Institutions are embodied culture--people design them and they reflect and effect world views. It can be easier to legally change an institution than the culture that created it, although according to Doug North, existing institutions shape future possibilities, as people cannot see anything outside this "box. Legal reformers argue that the only way to bring about a shift in values and mentalities is often to "force" the issue through new formal sanctions (laws). In the case of Turkey, their government and taxation system, in the 16th century, at least (I don't know about later) was based on corruption. It was necessary for its survival. Whether or not that is the reason for Greece's current problems (corruption abounds, after all, in non-Turkish former colonies, as well) perhaps matters less than restructuring what is woefully wrong. I guess the main question is how deep does this reliance upon corruption and inefficiency run, in general, in Greek institutions? Here, the whys matter in the reform movement: so, who benefits and why are they on the take?

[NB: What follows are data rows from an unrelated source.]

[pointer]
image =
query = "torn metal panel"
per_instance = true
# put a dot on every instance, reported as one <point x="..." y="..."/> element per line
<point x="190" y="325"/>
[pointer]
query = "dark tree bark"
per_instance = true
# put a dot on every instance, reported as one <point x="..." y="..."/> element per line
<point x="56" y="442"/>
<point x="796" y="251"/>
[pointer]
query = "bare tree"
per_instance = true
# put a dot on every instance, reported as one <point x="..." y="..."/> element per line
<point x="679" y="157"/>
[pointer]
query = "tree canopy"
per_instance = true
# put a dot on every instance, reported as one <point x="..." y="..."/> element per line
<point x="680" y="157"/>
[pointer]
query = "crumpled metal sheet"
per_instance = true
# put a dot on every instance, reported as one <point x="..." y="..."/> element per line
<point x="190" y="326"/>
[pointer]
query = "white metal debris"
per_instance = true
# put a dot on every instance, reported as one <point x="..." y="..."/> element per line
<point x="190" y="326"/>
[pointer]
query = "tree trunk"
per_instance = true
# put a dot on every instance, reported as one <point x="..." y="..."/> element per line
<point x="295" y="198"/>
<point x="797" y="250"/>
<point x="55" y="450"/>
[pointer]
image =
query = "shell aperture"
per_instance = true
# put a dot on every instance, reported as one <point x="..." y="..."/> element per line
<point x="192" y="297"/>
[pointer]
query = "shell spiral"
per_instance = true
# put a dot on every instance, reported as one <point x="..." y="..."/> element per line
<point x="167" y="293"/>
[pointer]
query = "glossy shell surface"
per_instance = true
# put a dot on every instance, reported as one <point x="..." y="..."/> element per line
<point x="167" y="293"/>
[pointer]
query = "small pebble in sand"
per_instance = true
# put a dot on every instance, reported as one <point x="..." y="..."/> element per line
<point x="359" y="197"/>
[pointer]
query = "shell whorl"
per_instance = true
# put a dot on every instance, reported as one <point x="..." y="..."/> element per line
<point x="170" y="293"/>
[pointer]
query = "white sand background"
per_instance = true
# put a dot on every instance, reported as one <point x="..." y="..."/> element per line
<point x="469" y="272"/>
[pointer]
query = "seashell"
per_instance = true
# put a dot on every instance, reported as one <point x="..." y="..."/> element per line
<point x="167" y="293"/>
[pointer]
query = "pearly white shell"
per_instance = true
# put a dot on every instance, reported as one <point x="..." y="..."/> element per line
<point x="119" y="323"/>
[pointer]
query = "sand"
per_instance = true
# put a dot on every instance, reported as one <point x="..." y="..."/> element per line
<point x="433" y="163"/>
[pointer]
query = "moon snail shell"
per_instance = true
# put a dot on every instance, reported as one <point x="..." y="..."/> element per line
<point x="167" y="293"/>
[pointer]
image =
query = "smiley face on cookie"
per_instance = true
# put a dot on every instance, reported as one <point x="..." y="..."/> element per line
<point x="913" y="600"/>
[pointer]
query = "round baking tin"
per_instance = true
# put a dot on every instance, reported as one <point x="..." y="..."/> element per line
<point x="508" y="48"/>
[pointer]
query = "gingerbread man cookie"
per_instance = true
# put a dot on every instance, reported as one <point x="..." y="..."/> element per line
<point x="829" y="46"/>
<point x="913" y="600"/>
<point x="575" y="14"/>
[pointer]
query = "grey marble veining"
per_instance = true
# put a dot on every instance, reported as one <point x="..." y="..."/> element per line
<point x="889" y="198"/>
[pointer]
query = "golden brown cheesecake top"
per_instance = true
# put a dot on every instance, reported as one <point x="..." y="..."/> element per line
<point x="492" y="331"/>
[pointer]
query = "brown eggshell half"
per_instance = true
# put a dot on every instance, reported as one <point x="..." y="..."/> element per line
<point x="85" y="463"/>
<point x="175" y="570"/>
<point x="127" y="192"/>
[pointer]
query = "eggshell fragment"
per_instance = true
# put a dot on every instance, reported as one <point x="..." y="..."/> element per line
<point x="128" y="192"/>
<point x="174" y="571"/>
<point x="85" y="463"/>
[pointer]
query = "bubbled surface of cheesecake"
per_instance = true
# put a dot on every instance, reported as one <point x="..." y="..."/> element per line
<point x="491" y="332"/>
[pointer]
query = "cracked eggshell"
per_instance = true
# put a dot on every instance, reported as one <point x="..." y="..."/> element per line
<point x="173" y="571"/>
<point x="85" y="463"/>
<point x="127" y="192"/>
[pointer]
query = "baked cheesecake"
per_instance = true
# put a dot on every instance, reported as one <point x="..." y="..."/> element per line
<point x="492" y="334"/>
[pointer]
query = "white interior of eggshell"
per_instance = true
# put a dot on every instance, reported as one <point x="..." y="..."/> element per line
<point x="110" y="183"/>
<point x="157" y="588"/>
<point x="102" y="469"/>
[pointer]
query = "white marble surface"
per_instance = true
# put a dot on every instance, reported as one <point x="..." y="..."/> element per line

For example, is the pay scale for some civil servants set at below market value? Or is the issue insufficient regulation in a developing economy with an inequitable income distribution? Ioanna K
Well, institutions are embodied culture--people construct them and they reflect prevailing mentalities and values, as well as effect them. So, I don't think that we disagree. If you want to argue that corruption is ingrained in the post-colonial Greek psyche, the institutional mechanisms that permit its expression still needs to be pinpointed. To put it another way, if Greek institutions were designed to be honest and efficient, culture aside, corruption couldn't dominate, as it does now. (In Turkey, bribery, for instance, was built right into the function of governments and the taxation system. Without it, the system couldn't function.) But beyond this question, how does Turkish influenced corruption differ, from say, that found in many African countries? Corruption isn't new, under the sun. Again, the Turkish legacy might have a peculiar twist but what is it, precisely? Ioanna

As an economic historian, I agree that institutions matter and their effects can stretch across the centuries. And it is an intriguing idea (new to me) that this problem of Greek corruption is the historical result of the corrupt Turkish regime. I'm just not clear on how bribes are institutionalized in Greece. This matters a lot in ending this situation. Can the solution be as simple as legislation? (Institutions rely upon both formal (e.g. laws) and informal mechanisms for their survival.) Bribes are likely illegal in Greece but can the punishment be increased and cash incentives provided for the reporting of any such extortion attempts? Ioanna

If there is one thing I have learned, it is that culture matters often more than laws and institutions. It is why Greece, Bulgaria, and Romania, with a common culture and legacy of Ottoman rule, have a similar scale of corruption. For centuries, either under the Turks or post-independence, these countries have viewed the state as a either a taker of your money, or as a means of support, rather than as provider of laws and infrastructure. This legacy remains, and the European Union is a rich source of honey for buzzing Balkan bees.